Alberta NINT/5 June 2008

From 2008.igem.org

< Back to notebook

< Previous entry | Next entry >


lab work (JD):

             Purified gel band of K102001/PstI and SpeI from yesterday.  
             Collected quantitative data on K102001, E0433, and null output.  
             Performed Ligation of K102001+E0433=K102003 and K102001+null=K102005.  
              Transformed bacteria and plated them.

lab work (SD):

             Inoculated 6 LB + amp50 culture tubes with colonies from K102009 plate (04/06/08).
             Incubated at 37 C, shaking, overnight.
             

Plates K102008 and K102008 negative control had >100 colonies each. Re-try digest using NEB 2 buffer. Purified using MinElute PCR purification standard protocol. Ligated K102002 /B+N with T/A 0 /B+N.

lab work (WM):

            Made K102034, 2035 and 2036 to test which anti-sense strand is best activator of K102031.
            

2034 is complementary to 5' stem and 5' half of loop 2035 is complementary to all of loop and a few nt's both 5' and 3' of loop 2036 is complementary to 3' half of loop and 3' stem

These are to be inserted into K102011 in place of the current null input (TA0In). This is replaced by HindIII+NcoI digest in a manner similar to the standard BioBrick digest. We can still use 2 ul 10XNEB2 buffer in 2ul 10XBSA in a 20 ul reaction.

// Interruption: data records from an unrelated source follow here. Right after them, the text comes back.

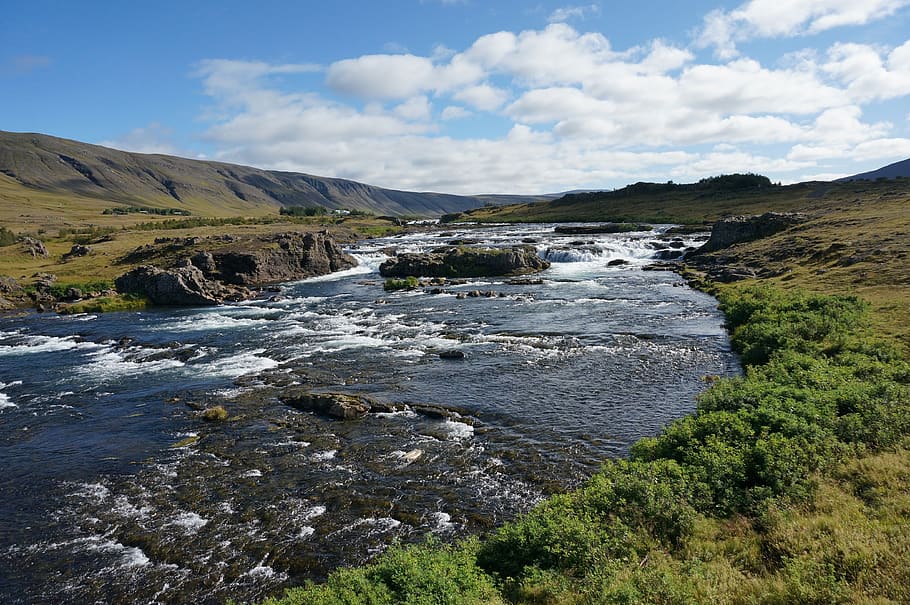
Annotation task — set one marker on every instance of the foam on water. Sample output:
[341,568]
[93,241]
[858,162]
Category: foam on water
[129,556]
[443,521]
[458,431]
[108,364]
[45,344]
[5,400]
[248,362]
[213,321]
[191,522]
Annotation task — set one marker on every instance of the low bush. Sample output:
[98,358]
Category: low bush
[408,283]
[764,454]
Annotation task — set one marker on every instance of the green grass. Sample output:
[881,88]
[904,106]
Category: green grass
[408,283]
[106,304]
[787,485]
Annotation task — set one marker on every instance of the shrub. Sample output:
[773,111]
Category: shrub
[416,575]
[408,283]
[7,237]
[214,413]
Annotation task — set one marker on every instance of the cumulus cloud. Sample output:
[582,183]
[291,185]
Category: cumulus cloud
[564,109]
[867,74]
[25,64]
[566,13]
[773,18]
[154,138]
[483,97]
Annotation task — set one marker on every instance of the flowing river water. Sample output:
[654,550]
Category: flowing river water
[113,489]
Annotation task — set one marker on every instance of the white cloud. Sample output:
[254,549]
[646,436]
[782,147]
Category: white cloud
[153,138]
[577,112]
[867,75]
[566,13]
[483,97]
[382,76]
[454,112]
[415,109]
[773,18]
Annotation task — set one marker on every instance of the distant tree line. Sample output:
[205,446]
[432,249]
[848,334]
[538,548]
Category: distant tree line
[123,210]
[303,211]
[7,237]
[725,183]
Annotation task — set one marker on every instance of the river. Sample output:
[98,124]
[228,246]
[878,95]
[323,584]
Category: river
[114,490]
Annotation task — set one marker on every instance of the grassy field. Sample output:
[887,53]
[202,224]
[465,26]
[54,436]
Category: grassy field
[857,240]
[790,484]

Single stranded oligo's were purchased from IDT then annealed and digest with HindIII+NcoI to make the inserts. Digests were purified with the Qiagen QiaQuick PCR Purification kit, resulting in 8,000 - 10,000 fmols/ul of digested inserts. These were diluted 1/100 and inserted into the digested K102011/HindIII+NcoI.

Then 1.5ul of the ligation was transformed into 100 ul XL1-B cells.